Vasodilator actions of TRK‐100, a new prostaglandin I2 analogue

Abstract

1 TRK-100, a stable analogue of prostaglandin I₂ (PGI₂), relaxed isolated arteries of the dog precontracted with PGF_2α or K⁺; the relaxation was in the order of mesenteric and renal > coronary and femoral > basilar and middle cerebral arteries.

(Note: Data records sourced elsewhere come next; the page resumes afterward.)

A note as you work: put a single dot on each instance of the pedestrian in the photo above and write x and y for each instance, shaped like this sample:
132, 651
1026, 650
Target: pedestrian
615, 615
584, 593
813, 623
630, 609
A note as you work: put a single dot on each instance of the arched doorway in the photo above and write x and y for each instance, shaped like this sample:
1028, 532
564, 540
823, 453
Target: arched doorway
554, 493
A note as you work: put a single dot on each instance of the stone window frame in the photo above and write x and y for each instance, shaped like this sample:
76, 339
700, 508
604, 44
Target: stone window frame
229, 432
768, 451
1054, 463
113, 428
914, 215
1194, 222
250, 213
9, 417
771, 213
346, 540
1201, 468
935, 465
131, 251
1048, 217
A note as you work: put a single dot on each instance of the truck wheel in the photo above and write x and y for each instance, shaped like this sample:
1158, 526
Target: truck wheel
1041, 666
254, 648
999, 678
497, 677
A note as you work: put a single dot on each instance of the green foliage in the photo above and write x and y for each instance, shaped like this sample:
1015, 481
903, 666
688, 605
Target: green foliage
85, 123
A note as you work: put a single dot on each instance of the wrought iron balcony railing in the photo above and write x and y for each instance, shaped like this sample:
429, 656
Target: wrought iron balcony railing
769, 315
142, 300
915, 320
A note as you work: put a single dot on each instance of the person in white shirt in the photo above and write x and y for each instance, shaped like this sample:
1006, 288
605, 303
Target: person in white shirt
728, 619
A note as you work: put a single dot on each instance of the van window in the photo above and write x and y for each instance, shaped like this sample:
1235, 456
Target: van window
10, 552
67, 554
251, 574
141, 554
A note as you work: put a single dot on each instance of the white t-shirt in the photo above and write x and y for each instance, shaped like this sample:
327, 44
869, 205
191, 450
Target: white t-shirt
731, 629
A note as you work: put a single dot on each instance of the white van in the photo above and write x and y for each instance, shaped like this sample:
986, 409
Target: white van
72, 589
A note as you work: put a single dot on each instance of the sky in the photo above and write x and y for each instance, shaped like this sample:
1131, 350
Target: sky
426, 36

The relaxation by TRK-100 was not affected by treatment with atropine, propranolol, cimetidine, aminophylline, and indomethacin, but was suppressed by diphloretin phosphate, a prostaglandin antagonist. 2 Treatment with TRK-100 attenuated the contraction induced by PGF_2α and Ca²⁺ in mesenteric and basilar arteries previously exposed to Ca²⁺-free medium, but did not significantly alter the contractile response to Ca²⁺ in the arteries exposed to Ca²⁺-free medium and depolarized by excess K⁺. 3 TRK-100 and nitroglycerin relaxed isolated mesenteric arteries to a similar extent; however, when continuously infused into mesenteric arteries in anaesthetized dogs, TRK-100 produced greater vasodilatation than nitroglycerin. 4 It is concluded that TRK-100 relaxes dog mesenteric and renal arteries more than cerebral arteries; the relaxation appears to derive from interference with the release of Ca²⁺ from intracellular stores and with the transmembrane Ca²⁺ influx through a receptor-operated channel. TRK-100 may vasodilate large and small mesenteric arteries and resistance vessels to a similar extent, whereas nitroglycerin preferentially dilates the large artery.